Norway’s battle against antimicrobial resistance in the agricultural sector

DISCLAIMER: All opinions in this column reflect the views of the author(s), not of EURACTIV.com PLC.

Norwegian Minister for Agriculture Jon Georg Dale [Torbjorn Tandberg/Flickr]

Antimicrobial resistance (AMR) is one of the greatest global health threats. Resistant bacteria make infectious diseases like tuberculosis and pneumonia difficult or impossible to treat, writes Norwegian Agriculture Minister Jon Georg Dale.

Jon Georg Dale is Norway’s Minister of Agriculture and Food.

Postoperative treatment against infections may soon be ineffective and make surgery very risky. In 2050, it is estimated about 10 million people will die each year because of AMR.

AMR knows no boundaries, neither geographical nor sectoral. Combatting AMR, therefore, requires a global and multi-sectorial approach. Knowledge and international research cooperation are essential to solve this challenge.

It is of the utmost importance to raise awareness about AMR among relevant stakeholders. Therefore, it is most appreciated that the UN General Assembly, WHO, FAO and OIE are addressing this critical topic.

As Minister of Agriculture and Food, I have raised this subject both in meetings with the EU Commissioner for Health and Food Safety Vytenis Andriukaitis, and at the G20 meeting in Berlin, Germany earlier this year.

In June 2017, I host the Nordic Council of Ministers meeting in Ålesund, Norway, where AMR will be the main topic. Commissioner Andriukaitis will be present.

The resolutions from these organisations are important first steps, but they need to be accompanied by national, regional and global action. It requires initiatives from all relevant sectors, especially in the fields of health, agriculture, and aquaculture to work closely together using synergistic and complementary approaches. Norway funds significant research in AMR, national as well as international.

Important global initiatives to battle AMR are to increase awareness and knowledge on appropriate antibiotic use, to end all use of antibiotics as growth promoters and to ensure that prescribing of antibiotics is not influenced by economic incentives, as is the case in many countries.

Furthermore, it is important to reserve some categories of antibiotics for human treatment only. In addition, we should improve preventive measures and infection control and support research and development for new vaccines, diagnostic tests, and antimicrobials.

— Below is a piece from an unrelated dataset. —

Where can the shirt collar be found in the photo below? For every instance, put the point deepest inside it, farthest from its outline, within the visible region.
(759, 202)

In contrast to the situation in many countries in the southern and eastern Europe, the use of antibiotics in Norway is low. The prescribing patterns are favourable, and antibiotics can’t be bought unless prescribed by doctors, veterinarians or fish health graduates. Antimicrobial resistance is, therefore, a limited problem in Norway.

But still, we will take action. The Norwegian Government has adopted a national strategy against AMR for the period 2015–2020. Important principles and initiatives in this strategy are:

  • The use of antibiotics as growth promoters has been banned in Norway since 1995;
  • Veterinarians and doctors don’t have economic incentives when prescribing antibiotics;
  • As a routine, antibiotics are not used prophylactic;
  • We aim to reserve certain categories of antibiotics for human treatment only;
  • We will strengthen the supervision of veterinarians prescribing antibiotics for production animals and pets to ensure correct use;
  • To extend and harmonize the global monitoring of antibiotic use and AMR;
  • To improve infection control and support research and development for new vaccines, diagnostic tests and antibiotics;
  • Alternative methods that have been proven equally efficient and safe should be given precedence over antimicrobial treatment;
  • Guidelines for prudent use of antibiotics in veterinary and human medicine are adopted;
  • We increase research and knowledge of what drives development and the spread of AMR.

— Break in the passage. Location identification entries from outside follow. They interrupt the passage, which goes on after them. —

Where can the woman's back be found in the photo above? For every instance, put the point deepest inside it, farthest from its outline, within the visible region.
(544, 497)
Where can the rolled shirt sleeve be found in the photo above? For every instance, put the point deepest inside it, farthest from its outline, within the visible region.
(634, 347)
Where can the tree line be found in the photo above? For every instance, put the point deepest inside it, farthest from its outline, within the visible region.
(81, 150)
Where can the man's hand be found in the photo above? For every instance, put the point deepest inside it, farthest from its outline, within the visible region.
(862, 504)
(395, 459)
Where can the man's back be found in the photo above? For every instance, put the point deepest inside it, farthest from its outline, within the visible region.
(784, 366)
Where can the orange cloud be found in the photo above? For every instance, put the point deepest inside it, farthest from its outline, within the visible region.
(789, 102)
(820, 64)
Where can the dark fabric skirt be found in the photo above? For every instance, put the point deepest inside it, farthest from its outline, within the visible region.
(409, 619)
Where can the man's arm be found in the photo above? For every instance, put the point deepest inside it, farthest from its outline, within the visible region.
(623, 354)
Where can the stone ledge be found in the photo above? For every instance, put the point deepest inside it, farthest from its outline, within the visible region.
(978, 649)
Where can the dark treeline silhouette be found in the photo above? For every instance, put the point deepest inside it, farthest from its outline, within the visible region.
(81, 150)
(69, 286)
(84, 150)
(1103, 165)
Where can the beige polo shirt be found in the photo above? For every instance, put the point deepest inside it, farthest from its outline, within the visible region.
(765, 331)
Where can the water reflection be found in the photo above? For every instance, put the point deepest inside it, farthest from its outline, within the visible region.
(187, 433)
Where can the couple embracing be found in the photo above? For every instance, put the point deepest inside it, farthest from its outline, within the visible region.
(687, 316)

Norway has a very ambitious strategy to prevent that resistant bacteria get a foothold in swine husbandry. The first cases of LA-MRSA (livestock-associated methicillin-resistant Staphylococcus aureus) in Norway were identified in 2013.

Until 2016, the bacteria was found in 65 herds. In an attempt to prevent the bacteria from establishing in Norway, the affected herds were slaughtered, and the farms cleaned and disinfected. Since then, there have been very few new cases.

The vision of a MRSA-free pig production still stands. It seems that the primary source of the outbreaks has been farm workers infected with LA-MRSA. The infection has then spread through trade with live animals. Norway will enforce regulations demanding that farm workers must wear infection control equipment when having contact with pigs unless they have tested negative for resistant bacteria.

The consumption of antibiotics and the incidence of resistance in farmed animals in Norway is among the very lowest in the world. The favorable situation is because of good health in animals. This leads to reduced need for antibiotic and restrictive practices by veterinarians as regards to using. In addition, we have responsible and competent farmers and livestock industry, and good cooperation between animal health and public health authorities.

There is a clear connection between the amount of antibiotic used and the incidence of resistance in humans and animals, as well as in the environment and in our food. Low use of antibiotics in food production is a huge advantage for public health.